I have a custom array type that I want to implement custom Base.getindex for:

struct MyReadOnlyArray{T, N} <: AbstractArray{T, N}
    ...
    size::NTuple{N, Int}
end

Not it needs to be n-dimensional. For single entries, I can just implement

function Base.getindex(A::MyReadOnlyArray{T,N}, I::Vararg{Int,N}) where {T,N}
    ... # go reasonably fast sequentially
end

and the standard library gives me all of the fancy indexing Julia has to offer.

Now this custom array type can really profit from offloading the calculation of large slices to the GPU, e.g.

function Base.getindex(A::MyReadOnlyArray{T,N}, rows::Vector{CartesianIndex}, columns::Vector{CartesianIndex}) where {T,N}
... # go fast in parallel
end

I could of course provide methods for all kinds of indexing operations, but that’s not scalable. Continuing the example, I’d have to write

function Base.getindex(A::MyReadOnlyArray{T,N}, rows::Vector{CartesianIndex}, columns::UnitRange{Int}) where {T,N}
... # go fast in parallel too
end

function Base.getindex(A::MyReadOnlyArray{T,N}, rows::Vector, columns::UnitRange{Int}, stack::Int) where {T,N}
... # go fast in parallel too
end

Ignoring implementation details, What type signature do I give specialized methods such that getindex will dispatch to the fast implementation for slices without writing one for each index combination separately?

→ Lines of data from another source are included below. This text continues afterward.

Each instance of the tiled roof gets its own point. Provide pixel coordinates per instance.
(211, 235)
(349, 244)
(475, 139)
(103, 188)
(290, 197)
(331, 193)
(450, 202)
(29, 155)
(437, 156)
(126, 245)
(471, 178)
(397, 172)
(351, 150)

At least for a specific number of indices I can write

"""
    catindex(rowindex::Union{CartesianIndex{M},NTuple{M,T}}, columnindex::Union{CartesianIndex{N},NTuple{N,T}}) where {M,N,T}

Concatenate various indexing types.
"""
function catindex(rowindex::Union{CartesianIndex{M},NTuple{M,T}}, columnindex::Union{CartesianIndex{N},NTuple{N,T}}) where {M,N,T}
    ntuple(function (k)
            if k <= M
                rowindex[k]
            else
                columnindex[k-M]
            end
        end,
        M + N)
end

function catindex(rowindex::Union{CartesianIndex{M},NTuple{M,T}}, columnindex::T) where {M,T}
    ntuple(function (k)
            if k <= M
                rowindex[k]
            else
                columnindex
            end
        end,
        M + 1)
end

function catindex(rowindex::T, columnindex::Union{CartesianIndex{N},NTuple{N,T}}) where {N,T}
    ntuple(function (k)
            if k == 1
                rowindex
            else
                columnindex[k-1]
            end
        end,
        1 + N)
end

function catindex(rowindex::T, colindex::T) where {T<:Integer}
    NTuple((rowindex, colindex))
end


function Base.getindex(A::MyReadOnlyArray{T,N}, rows, columns) where {T,N}
    rows = collect(rows)
    columns = collect(columns)
    # map over index combinations in parallel
    ....
end

This works for combinations of Int, Iterator, and Vec of Int, Tuple, and CartesianIndex.

A tuple isn’t usually a supported index for AbstractArrays. Maybe to_indices can help simplify the indices (it’s how : and multiple CartesianIndex are handled) for dispatch and processing, but it’s beyond me how this would work into GPU-accelerated slicing of a seemingly non-GPU array with non-GPU-array indices.

The underlying array doesn’t really exist. I am working on an accelerated version of this: Function as Type Parameter - #6 by AlexanderNenninger. Can’t post code due to IP contracts with my employer, but once I have the indices as arrays of numbers/tuples/Cartesian indices I can work with them.